No. You have several different modes that you have created. When I said to remove them or asked why they exist you explicitly said that they existed because of the quirk and then you explicitly don't use them the only place the quirk happens. Remove the useless modes. It's a stupid quirk that probably shouldn't ever have been added in the first place.

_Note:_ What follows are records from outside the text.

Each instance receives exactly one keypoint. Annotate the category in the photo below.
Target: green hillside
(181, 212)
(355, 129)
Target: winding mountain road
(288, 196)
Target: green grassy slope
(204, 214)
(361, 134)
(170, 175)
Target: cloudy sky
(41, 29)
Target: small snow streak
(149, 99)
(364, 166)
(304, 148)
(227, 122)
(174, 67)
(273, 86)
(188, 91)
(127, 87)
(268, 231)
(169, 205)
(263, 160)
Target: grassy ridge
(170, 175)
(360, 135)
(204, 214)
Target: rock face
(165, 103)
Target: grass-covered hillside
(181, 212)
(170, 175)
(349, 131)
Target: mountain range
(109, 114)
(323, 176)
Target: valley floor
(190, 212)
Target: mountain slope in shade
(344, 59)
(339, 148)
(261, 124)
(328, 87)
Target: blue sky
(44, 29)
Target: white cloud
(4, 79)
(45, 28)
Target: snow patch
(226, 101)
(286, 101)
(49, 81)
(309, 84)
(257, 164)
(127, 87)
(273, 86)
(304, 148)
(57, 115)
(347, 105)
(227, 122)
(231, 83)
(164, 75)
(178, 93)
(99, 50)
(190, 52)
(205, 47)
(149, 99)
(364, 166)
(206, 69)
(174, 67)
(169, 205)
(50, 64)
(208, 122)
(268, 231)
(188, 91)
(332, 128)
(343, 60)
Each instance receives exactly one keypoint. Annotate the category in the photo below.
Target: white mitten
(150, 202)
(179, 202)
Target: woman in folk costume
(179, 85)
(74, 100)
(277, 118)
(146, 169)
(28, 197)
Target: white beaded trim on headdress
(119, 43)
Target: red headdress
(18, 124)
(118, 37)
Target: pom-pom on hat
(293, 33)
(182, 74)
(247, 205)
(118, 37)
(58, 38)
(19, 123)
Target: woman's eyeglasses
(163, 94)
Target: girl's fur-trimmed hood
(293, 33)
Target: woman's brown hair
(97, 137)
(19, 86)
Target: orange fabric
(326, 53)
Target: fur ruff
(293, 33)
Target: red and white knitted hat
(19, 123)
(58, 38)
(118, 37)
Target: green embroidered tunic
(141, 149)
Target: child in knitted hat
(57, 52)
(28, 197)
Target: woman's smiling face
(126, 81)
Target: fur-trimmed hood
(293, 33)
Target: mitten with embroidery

If something needs to change about how metadata is merged from different sources that needs to change where the decision is made, in this case cli.py create_local_metadata. Creating an entire complicated system to facilitate a quirk is stupid. It was implemented as a tiny 7 line change in 539aac1 to allow unsetting the credits #587. If you can turn this into a 50 line change (minus tests) I'll merge it as is but this is over 700 lines changed, most of which is just to satisfy a stupid quirk that doesn't even get executed.

@mizaki mizaki force-pushed the metadata_overlay branch from 3203103 to 6063553 Compare March 5, 2024 01:00
@mizaki
Copy link
Contributor Author

mizaki commented Mar 5, 2024

I've squished and targeted what is currently already there. The overlay options will only apply to source (talker) information currently. So this option will become more relevant when the multi-read of metadata styles is done.

I have also renamed Comic Book Lover to Metadata Options and moved those that are to do with metadata into it.

# otherwise, add it!
else:
self.add_credit(c["person"], c["role"], primary)
cur_credits.append(Credit(person=c["person"], role=c["role"], primary=primary))
Copy link
Member

Choose a reason for hiding this comment

The reason will be displayed to describe this comment to others. Learn more.

All of the credit appends need to do the same checks as self.add_credit

It might be better to merge them and then clear the current credits and just add them at the end

credits = assign_credit_func(cur_credits, new_credits)
self.credits.clear()
for credit in credits:
    self.add_credit(**credit)

Copy link
Contributor Author

Choose a reason for hiding this comment

The reason will be displayed to describe this comment to others. Learn more.

I have kept it a return value so it's not different to the others. I've also removed the empty person to remove role.

As the add_credit is done to each md I did a dupe check so using add_credit isn't used again. I think it makes sense but if you want to still use it, I'll change it.

Comment on lines 534 to 538
<string>Overlay - When the new source metadata has non-empty values, overwrite the current metadata

Add Missing - Any values that are empty in the current metadata that are in the new source metadata, add those values

Combine - Combine lists and use the new (non-empty) source metadata for all other values</string>
Copy link
Member

Choose a reason for hiding this comment

The reason will be displayed to describe this comment to others. Learn more.

I don't really like the wording here. What do you think of

Overlay - Overlays new metadata on top of the original.
(Series=batman, Issue=1, Tags=[batman,joker,robin])
+ (Series=Batman, Publisher=DC Comics, Tags=[mystery,action])
= (Series=Batman, Issue=1, Publisher=DC Comics, Tags=[mystery,action])

Add Missing - Metadata missing from the original is added from the the new metadata.
(Series=batman, Issue=1, Tags=[batman,joker,robin])
+ (Series=Superman, Issue=10, Publisher=DC Comics, Tags=[superman,lois lane,lex luthor])
= (Series=batman, Issue=1, Publisher=DC Comics, Tags=[batman,joker,robin])

Combine - Same as Overlay except lists (tags, characters, genres, credits, etc...) are combined.
(Series=batman, Issue=1, Tags=[batman,joker,robin])
+ (Series=Batman, Publisher=DC Comics, Tags=[mystery,action])
= (Series=Batman, Issue=1, Publisher=DC Comics, Tags=[batman,joker,robin,mystery,action])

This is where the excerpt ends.